İş hayatında işveren ile işçi arasında çıkan bazı anlaşmazlıklar çıkabilmekte ve bu anlaşmazlıklar karşısında zorla istifa ettirilen işçi haklarını almak bakımından hukuki çarelere sahiptir.
Bu kapsamda işverenlerin tam anlamıyla hukukun gereklerini yerine getirdikleri söylenemez. Özellikle işçi üzerinde psikolojik baskı kurmak, tazminatlarını vermemek için işçiyi istifaya zorlamak vb. durumlarla sıklıkla karşılaşılmaktadır.
Bu kapsamda Yargıtay’ın da kararlarında fazlasıyla yer verdiği zorla istifa ettirilen işçi ve tazminatları verilmesine karşın istifa ederek işten ayrılan işçilerin hukuki durumunu inceleyeceğiz. İstifa eden işçinin kıdem tazminatıyla ilgili detaylı bilgi için tıklayınız.
Baskı Altında Ya Da Zorla İstifa Ettirilen İşçi Ne Yapmalıdır?
İşçinin baskı altında ya da zorla istifa etmesine ilişkin birkaç durumun incelenmesi gerekir. Bunlar baskı ya da tehdit altında istifa dilekçesi verilmesi, beyaz / boş kağıda tarihsiz imza atılması ve tazminat alarak istifa dilekçesi verilmesi durumlarıdır.
1.Baskı Ya Da Tehdit Altında Zorla İstifa Ettirilen İşçi
İşverenin işçi hakkında savcılığa suç duyurusunda bulunacağı ya da fiziki şiddet uygulayacağı vb. tehditlerde bulunarak istifaya zorlanan işçi bu durumu ispat edebilirse istifa geçerli değildir. Ancak çoğu zaman istifa dilekçelerinde hiçbir tehdit ve baskı altında olmadan istifa ediyorum gibi bir ifadeye yer verilir. Böyle bir durumda baskı veya tehdit altında imza attığını iddia eden işçinin iradesinin fesada uğratıldığını ispat etmesi zorunludur. İşçinin en önemli ispat aracı tanıktır. İşçi ile aynı zamanda çalışmış mesai arkadaşları bu durumun ispatında tanıklık yapabilir. İşçi baskı ya da tehdidi ispat edebilirse iş sözleşmesi işverence haksız feshedilmiş sayılacağından bu durumda işçi, kıdem tazminatını ve ihbar tazminatını alabilir aynı şekilde işe iade davası da açabilir.

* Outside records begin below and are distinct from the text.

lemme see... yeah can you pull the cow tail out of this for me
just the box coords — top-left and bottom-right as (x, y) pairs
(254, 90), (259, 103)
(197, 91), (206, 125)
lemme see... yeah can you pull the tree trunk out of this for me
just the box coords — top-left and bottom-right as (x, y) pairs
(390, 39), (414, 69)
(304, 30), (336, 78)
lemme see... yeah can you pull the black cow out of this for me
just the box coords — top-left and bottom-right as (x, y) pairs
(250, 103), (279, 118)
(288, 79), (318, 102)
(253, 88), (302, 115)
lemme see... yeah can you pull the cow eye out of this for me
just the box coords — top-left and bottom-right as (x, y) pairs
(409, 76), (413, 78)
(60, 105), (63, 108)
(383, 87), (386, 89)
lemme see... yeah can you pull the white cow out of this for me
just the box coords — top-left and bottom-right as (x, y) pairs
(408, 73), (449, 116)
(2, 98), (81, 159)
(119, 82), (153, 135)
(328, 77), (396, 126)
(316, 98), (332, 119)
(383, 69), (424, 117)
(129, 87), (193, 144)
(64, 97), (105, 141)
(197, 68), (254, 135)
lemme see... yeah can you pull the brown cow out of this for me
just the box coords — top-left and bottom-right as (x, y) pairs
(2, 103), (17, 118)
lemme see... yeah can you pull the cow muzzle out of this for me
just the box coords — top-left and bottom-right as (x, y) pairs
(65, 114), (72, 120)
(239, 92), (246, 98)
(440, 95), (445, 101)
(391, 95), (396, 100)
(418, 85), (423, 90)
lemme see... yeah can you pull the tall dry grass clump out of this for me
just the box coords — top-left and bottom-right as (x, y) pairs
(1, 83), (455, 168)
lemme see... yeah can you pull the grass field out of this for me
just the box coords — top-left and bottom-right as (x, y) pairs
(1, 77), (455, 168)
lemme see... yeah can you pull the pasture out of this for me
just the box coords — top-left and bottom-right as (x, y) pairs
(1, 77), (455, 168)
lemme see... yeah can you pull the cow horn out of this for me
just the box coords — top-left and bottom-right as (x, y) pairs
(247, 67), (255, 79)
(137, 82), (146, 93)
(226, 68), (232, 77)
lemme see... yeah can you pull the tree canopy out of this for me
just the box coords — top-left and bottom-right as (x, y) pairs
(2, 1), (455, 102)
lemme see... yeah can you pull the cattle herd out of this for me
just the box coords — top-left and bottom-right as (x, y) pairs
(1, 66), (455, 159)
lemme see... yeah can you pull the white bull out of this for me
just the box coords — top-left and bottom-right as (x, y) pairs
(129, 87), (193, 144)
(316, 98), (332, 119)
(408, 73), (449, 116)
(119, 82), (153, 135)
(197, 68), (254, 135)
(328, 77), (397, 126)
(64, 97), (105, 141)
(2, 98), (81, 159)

2.Beyaza / Boş Kâğıda Tarihsiz Atılan İstifa Dilekçesi İle Zorla İstifa Ettirilen İşçi
İş hayatında sıklıkla karşılaşılan başka bir uygulama da işçi işe başlamadan önce boş kâğıda tarih atılmaksızın işçiden istifa dilekçesi alınmasıdır. İşverenler bunu ileride işçiyle bir uyuşmazlık çıkarsa işçiyi tazminatsız şekilde işten çıkarabilmek için alırlar. Hâlbuki işe girerken ya da iş devam ederken alınan istifa dilekçeleri kesinlikle geçerli değildir. Bu kapsamda istifa dilekçesinin işe girerken ya da iş devam ederken alındığı tanık veya sair delille ispat edildiği takdirde geçerli değildir. Bu durumda işveren haksız fesih yapmış sayılır. Buna göre işçi, şartları varsa 1475 ve 4857 sayılı Kanunlar kapsamında kıdem, ihbar tazminatlarını alabilir ya da işe iade davası açabilir.

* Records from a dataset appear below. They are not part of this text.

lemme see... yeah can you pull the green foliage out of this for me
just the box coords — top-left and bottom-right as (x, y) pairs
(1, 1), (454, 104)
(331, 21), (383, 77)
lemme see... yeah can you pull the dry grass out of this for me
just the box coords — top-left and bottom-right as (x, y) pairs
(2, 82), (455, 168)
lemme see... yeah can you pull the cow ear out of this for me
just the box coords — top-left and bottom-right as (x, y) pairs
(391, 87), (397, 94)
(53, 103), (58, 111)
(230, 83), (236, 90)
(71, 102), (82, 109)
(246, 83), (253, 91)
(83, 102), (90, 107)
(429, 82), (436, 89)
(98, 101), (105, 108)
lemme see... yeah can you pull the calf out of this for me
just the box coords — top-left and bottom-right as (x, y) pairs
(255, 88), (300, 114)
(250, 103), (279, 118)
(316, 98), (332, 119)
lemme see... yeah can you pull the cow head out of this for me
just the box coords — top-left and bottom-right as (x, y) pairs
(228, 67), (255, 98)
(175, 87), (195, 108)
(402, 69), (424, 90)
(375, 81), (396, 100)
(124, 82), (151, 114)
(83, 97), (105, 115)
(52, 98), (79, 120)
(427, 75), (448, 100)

3.İstifa Edilmesine Rağmen İşçinin Tazminatlarının Ödenmesi
Yargıtay kararlarında da bahsedilen bir diğer uygulama ise, işçinin şarta bağlı olarak istifa etmesidir. Bu durumda işveren işçiyi işten çıkarmak istemekte ancak işçi tazminatlarını alması durumunda işten çıkacağını ifade etmektedir. Yargıtay böyle bir durumda şarta bağlı istifa geçersiz olacağından bu durumun şartları varsa ikale sözleşmesi olduğunu kabul eder. Ancak ikale sözleşmesinin geçerliliği işçiye tazminatlarının yanında makul bir yarar sağlanmasına bağlıdır. Başka bir ifadeyle işçiye yasal hakkı olan tazminatlarının yanında ek bir menfaat sağlanmamışsa ikale sözleşmesi de geçersizdir. Böyle bir durumda istifa geçersiz sayılır ve işverenin iş sözleşmesinin haksız feshettiği kabul edilir. Bu halde işçi, şartları varsa kıdem, ihbar tazminatlarını alabilir ya da işe iade davası açabilir.